I am trying to find out how to decompose conditional loglikelihood of a function to a conditional loglikelihood of an argument plus some reminder terms.
I.e. shortly: $$\mathcal{L}_E(\hat{E};\sigma) = \mathcal{L}_A(F^{-1}(\hat{E});\sigma) + \ldots$$ where $E=F({A})$, i.e. $F$ - my function, $A$ - my argument.
Real decomposition looks like this: $$ \mathcal{L}_E(\hat{E_1},\ldots,\hat{E_N};\sigma) = \mathcal{L}_A(F^{-1}(\hat{E_1}),\dots,F^{-1}(\hat{E_N});\sigma) - \sum^{N}_{i=1}\log \left[\frac{\partial F}{\partial A}\right] ((F^{-1}(E,\sigma)) $$
But for now, I can see how author obtained it.
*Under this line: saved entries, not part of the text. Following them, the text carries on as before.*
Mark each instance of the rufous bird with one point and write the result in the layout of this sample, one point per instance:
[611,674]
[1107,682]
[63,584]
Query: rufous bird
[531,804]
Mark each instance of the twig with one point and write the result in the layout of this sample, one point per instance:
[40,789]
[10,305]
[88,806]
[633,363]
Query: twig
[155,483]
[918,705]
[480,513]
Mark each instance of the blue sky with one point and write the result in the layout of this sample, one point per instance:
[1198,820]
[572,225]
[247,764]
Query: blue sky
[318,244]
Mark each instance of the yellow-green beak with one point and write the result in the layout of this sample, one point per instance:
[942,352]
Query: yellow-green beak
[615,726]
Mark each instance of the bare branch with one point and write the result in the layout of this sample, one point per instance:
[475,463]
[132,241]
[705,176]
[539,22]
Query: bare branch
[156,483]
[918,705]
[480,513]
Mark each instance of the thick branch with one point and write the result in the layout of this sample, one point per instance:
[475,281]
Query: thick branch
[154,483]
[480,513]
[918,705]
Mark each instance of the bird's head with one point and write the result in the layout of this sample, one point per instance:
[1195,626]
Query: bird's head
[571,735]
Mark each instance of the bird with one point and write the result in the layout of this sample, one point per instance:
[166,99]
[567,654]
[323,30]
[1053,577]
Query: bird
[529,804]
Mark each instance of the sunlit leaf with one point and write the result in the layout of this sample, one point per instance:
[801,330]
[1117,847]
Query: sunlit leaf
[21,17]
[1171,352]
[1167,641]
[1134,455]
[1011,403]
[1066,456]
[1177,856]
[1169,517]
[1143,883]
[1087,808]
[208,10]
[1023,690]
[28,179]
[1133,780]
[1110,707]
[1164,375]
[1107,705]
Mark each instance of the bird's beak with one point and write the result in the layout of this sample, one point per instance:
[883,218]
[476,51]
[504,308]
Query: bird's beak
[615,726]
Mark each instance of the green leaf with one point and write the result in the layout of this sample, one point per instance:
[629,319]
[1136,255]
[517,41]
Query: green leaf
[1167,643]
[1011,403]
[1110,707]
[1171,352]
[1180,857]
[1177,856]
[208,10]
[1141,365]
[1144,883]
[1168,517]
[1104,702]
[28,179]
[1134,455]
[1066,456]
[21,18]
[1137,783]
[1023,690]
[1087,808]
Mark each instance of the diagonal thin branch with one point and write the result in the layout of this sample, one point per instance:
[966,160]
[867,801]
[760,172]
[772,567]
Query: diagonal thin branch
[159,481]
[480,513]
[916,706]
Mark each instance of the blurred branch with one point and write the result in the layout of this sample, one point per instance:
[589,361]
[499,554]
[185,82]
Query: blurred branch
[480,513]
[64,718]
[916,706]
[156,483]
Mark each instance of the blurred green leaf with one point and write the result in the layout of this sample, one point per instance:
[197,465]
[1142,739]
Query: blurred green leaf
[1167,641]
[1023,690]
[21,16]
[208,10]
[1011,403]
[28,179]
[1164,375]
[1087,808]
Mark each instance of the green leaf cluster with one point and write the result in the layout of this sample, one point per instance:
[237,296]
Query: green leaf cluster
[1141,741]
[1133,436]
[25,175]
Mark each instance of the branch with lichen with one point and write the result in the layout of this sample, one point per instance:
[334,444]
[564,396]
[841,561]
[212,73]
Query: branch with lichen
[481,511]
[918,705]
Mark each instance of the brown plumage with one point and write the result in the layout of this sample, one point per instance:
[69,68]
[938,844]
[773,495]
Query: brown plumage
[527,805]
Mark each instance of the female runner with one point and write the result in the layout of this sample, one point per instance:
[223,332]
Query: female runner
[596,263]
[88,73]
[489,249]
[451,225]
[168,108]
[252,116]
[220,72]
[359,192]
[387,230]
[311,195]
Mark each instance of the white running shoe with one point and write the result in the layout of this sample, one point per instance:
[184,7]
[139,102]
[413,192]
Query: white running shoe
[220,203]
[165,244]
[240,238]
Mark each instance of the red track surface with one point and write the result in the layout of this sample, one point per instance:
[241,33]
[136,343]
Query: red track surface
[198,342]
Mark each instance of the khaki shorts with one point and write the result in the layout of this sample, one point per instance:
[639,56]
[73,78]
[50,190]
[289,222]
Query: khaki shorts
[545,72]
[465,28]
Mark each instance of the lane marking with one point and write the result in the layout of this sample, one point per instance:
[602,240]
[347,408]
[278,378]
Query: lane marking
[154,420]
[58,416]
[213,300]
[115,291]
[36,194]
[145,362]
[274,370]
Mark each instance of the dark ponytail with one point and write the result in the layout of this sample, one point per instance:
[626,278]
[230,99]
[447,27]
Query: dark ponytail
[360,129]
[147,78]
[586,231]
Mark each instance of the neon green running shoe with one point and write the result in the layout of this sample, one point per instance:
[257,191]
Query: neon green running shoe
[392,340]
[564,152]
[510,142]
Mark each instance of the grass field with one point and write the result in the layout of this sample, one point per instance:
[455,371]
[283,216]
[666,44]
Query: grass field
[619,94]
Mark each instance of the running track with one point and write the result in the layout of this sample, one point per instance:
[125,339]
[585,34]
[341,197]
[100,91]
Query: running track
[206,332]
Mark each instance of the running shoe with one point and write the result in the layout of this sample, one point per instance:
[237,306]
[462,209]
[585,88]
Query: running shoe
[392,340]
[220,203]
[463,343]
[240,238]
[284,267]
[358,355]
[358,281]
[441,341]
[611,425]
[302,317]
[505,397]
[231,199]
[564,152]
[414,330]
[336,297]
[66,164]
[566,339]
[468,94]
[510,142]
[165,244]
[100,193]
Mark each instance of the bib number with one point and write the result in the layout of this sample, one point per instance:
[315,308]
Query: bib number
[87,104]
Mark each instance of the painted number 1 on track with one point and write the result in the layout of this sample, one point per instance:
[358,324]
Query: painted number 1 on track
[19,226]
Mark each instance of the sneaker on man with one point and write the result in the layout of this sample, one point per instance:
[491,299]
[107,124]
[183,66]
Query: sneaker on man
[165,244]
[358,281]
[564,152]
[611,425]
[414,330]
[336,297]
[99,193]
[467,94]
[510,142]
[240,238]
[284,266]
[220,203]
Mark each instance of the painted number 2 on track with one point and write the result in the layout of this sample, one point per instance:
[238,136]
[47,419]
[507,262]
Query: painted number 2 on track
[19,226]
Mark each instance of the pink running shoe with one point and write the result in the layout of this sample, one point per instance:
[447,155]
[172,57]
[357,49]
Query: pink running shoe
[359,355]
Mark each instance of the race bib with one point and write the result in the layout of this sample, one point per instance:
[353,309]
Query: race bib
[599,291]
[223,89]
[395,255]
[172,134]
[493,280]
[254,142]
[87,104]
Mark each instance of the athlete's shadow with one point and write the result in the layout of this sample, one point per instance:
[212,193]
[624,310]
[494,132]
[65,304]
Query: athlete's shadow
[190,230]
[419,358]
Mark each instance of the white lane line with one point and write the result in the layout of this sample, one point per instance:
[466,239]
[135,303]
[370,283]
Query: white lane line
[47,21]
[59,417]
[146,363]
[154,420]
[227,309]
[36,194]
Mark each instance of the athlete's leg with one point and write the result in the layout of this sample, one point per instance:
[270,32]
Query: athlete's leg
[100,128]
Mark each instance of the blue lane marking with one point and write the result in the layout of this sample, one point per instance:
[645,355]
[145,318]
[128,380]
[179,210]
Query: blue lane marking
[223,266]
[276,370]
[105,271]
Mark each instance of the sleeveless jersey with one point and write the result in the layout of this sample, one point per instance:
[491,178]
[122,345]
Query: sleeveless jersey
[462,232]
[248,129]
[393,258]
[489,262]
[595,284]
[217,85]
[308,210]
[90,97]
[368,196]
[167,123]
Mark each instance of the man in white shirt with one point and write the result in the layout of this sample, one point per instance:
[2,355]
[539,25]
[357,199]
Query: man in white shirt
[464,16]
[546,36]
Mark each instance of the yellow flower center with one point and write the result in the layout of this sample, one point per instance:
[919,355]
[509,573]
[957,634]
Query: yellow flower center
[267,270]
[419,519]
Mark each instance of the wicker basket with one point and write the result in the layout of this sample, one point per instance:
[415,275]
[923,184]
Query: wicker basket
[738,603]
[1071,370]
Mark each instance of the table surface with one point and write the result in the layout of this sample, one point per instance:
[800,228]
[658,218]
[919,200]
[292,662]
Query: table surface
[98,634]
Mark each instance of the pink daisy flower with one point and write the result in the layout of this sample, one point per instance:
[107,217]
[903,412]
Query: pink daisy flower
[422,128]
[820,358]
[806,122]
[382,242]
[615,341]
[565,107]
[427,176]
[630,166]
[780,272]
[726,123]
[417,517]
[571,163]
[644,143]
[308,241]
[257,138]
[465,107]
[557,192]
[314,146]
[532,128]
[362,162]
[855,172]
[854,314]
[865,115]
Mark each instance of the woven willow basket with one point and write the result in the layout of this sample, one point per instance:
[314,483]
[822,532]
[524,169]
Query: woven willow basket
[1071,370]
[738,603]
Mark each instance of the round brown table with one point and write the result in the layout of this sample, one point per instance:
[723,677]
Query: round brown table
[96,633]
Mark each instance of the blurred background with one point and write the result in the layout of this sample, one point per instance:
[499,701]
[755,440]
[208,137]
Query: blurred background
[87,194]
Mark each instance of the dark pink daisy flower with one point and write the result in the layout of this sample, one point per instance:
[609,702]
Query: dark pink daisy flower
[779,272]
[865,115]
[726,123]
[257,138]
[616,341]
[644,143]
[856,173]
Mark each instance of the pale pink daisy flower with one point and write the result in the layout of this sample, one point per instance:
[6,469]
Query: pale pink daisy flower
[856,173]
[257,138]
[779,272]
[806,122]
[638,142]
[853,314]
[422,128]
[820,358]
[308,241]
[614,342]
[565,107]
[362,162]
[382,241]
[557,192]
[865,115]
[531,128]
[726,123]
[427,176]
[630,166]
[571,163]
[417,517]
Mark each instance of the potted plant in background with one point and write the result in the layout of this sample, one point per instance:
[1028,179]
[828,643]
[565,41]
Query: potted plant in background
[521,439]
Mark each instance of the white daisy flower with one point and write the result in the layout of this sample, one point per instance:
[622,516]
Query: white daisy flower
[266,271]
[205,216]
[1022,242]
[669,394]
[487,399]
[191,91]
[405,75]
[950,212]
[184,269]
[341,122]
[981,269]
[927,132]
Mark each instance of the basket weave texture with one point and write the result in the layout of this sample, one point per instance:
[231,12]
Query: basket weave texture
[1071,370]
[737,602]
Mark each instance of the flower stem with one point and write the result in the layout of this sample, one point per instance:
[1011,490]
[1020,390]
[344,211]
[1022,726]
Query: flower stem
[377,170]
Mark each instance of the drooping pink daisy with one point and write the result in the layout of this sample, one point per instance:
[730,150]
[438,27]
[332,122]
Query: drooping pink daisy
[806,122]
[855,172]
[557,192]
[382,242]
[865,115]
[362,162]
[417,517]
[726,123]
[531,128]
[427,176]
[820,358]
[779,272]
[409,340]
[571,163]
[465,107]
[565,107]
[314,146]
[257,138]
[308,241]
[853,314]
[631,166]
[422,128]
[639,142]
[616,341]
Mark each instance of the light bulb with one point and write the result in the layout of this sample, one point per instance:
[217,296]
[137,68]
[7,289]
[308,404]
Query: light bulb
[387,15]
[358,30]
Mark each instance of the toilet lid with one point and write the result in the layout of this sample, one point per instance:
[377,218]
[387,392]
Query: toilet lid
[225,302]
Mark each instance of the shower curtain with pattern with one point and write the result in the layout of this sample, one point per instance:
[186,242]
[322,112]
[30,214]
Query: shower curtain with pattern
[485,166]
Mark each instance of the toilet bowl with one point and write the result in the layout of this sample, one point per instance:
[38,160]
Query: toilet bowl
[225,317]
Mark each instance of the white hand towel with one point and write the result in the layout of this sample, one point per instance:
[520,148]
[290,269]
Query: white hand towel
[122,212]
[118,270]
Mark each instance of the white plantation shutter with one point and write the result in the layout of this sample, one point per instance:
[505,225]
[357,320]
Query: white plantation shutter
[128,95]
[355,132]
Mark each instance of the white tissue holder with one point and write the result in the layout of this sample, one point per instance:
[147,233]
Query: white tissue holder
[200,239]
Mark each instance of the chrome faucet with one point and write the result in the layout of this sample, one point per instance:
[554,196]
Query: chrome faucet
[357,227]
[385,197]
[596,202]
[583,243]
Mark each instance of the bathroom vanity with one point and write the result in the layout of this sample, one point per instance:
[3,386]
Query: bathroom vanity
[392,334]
It reminds me kind of Taylor expansion: $$E = F(A) + \int F(A)'dA + \ldots$$ where $F(A)$ should be $ \mathcal{L}_A(F^{-1}(\hat{E_1}),\dots,F^{-1}(\hat{E_N});\sigma) $, $ F(A)' \approx \left[\frac{\partial F}{\partial A}\right] $ and $ A \approx ((F^{-1}(E,\sigma))$.
But this is of course very vaguely written, as: not $F(A)$ but $A$ should be $ \mathcal{L}_A(F^{-1}(\hat{E_1}),\dots,F^{-1}(\hat{E_N});\sigma)$ and I do not write the integral in second case. Moreover we see equal expression, not infinite sum... Could somebody give a hint how to decompose it?
For simplification, I have been looking at case of just one conditional density function, but could not represent it so far.